L’étape qui subit la personnification la plus forte, c’est l’étape du Mont Ventoux. Les grands cols, alpins ou pyrénéens, pour durs qu’ils soient, restent malgré tout des passages, ils sont sentis comme des objets à traverser ; le col est trou, il accède difficilement à la personne ; le Ventoux, lui, a la plénitude du mont, c’est le dieu du Mal, auquel il faut se sacrifier. Véritable Moloch, despote des cyclistes, il ne pardonne jamais aux faibles, se fait payer un tribut injuste de souffrances. Physiquement, le Ventoux est affreux : chauve (atteint de séborrhée sèche, dit l’Équipe), il est l’esprit même du sec ; son climat absolu (il est bien plus une essence de climat qu’un espace géographique) en fait un terrain damné, un lieu d’épreuve pour le héros, quelque chose comme un enfer supérieur où le cycliste définira la vérité de son salut, soit par pur prométhéisme, opposant à ce dieu du Mal, un démon encore plus dur (Bobet, Satan de la bicyclette).

Le Tour dispose donc d’une véritable géographie. Comme dans l‘Odyssée, la course est ici à la fois périple d’épreuves et exploration totale des limites terrestres.

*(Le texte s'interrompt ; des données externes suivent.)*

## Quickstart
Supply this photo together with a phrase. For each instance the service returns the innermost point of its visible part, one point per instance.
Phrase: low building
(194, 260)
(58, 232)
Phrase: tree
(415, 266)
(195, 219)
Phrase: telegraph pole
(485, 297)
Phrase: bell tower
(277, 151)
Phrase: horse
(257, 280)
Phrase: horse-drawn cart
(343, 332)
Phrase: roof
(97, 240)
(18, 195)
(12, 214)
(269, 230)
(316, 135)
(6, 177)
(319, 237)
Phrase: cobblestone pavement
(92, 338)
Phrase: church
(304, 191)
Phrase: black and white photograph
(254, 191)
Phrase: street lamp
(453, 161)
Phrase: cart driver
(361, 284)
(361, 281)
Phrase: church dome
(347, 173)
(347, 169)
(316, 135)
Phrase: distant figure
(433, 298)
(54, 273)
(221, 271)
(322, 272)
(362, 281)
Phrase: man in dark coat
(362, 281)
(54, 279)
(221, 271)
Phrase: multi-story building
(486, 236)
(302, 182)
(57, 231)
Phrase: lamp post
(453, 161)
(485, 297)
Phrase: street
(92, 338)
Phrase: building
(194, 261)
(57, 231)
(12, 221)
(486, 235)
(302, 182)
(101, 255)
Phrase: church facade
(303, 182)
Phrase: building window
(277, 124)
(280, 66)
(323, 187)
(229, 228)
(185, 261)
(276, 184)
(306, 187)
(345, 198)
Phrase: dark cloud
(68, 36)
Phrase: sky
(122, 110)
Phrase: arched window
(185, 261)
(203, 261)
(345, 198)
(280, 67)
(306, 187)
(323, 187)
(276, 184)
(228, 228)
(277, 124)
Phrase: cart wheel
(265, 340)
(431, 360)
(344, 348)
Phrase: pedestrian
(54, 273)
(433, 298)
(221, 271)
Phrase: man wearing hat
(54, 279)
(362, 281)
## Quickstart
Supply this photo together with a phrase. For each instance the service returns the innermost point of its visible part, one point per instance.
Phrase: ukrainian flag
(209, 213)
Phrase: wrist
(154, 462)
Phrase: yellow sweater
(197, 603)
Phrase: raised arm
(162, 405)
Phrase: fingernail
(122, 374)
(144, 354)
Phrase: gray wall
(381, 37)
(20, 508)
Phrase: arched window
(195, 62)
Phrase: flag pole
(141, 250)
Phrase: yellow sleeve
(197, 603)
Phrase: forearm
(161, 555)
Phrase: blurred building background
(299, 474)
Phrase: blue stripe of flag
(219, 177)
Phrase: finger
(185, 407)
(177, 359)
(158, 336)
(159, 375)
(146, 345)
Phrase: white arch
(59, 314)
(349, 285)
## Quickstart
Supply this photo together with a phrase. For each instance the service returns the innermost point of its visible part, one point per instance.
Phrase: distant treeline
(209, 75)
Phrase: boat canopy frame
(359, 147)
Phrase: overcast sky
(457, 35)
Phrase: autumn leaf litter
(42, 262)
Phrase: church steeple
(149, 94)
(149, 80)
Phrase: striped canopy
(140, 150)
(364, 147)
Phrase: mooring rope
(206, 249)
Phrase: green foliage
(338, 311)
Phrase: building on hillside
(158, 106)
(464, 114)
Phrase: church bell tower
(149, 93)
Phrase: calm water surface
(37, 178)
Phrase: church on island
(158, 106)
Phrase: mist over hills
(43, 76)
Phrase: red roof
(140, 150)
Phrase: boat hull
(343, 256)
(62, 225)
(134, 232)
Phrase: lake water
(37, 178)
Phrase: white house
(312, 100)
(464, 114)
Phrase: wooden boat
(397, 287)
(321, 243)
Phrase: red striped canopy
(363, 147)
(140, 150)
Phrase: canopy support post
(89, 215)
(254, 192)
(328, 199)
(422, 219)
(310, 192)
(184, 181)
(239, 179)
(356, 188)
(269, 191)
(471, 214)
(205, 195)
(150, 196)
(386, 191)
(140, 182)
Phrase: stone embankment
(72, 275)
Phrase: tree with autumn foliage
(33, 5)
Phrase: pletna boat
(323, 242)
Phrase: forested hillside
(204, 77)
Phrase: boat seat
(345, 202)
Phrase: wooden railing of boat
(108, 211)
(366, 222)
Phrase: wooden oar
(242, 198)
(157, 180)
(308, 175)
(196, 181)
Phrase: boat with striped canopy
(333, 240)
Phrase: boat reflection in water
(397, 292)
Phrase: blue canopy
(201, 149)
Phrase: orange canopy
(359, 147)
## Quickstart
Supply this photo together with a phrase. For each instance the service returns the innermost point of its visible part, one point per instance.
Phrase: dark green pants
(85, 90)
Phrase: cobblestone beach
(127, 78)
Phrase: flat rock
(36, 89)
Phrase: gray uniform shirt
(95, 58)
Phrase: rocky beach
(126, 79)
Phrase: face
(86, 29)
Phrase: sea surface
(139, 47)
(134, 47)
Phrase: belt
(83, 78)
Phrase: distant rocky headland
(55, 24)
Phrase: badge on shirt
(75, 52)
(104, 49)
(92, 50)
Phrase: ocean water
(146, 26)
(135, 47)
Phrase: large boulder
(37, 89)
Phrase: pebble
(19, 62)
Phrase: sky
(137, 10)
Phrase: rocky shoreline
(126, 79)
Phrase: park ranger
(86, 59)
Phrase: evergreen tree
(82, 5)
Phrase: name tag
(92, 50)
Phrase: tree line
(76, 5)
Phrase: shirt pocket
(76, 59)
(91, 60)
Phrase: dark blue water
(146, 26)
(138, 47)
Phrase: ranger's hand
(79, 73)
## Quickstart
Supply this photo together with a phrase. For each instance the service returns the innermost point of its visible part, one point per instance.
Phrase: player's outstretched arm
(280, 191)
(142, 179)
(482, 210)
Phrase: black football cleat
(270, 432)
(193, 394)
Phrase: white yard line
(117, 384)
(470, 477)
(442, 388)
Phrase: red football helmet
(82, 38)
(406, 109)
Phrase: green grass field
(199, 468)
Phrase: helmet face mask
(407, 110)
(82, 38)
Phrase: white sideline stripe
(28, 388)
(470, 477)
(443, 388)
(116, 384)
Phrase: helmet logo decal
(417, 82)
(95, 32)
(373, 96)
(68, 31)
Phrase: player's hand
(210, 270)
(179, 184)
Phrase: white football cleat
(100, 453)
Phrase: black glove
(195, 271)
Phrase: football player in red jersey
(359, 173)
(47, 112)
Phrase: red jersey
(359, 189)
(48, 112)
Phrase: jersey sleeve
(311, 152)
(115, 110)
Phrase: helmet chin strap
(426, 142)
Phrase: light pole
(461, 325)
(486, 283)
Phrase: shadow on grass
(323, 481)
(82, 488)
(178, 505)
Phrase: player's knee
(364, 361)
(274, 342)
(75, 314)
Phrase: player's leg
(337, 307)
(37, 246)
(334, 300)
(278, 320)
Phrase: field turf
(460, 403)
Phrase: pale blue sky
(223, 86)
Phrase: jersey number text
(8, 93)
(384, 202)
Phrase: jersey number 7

Ulysse avait atteint plusieurs fois les portes de la Terre. Le Tour, lui aussi, frôle en plusieurs points le monde inhumain : sur le Ventoux, nous dit-on, on a déjà quitté la planète Terre, on voisine là avec des astres inconnus. Par sa géographie, le Tour est donc recensement encyclopédique des espaces humains ; et si l’on reprenait quelque schéma vichien de l’Histoire, le Tour y représenterait cet instant ambigu où l’homme personnifie fortement la Nature pour la prendre plus facilement à partie et mieux s’en libérer. »

> Mythologies, Roland Barthes, Éditions du Seuil, 1957

> Roland Barthes est un critique littéraire et sémiologue français. Il compte parmi les principaux animateurs de l’aventure structuraliste et sémiotique française. Les Mythologies sont un des ouvrages les plus célèbres de Barthes. Elles ont été publiées en 1957 et rééditées en 1970.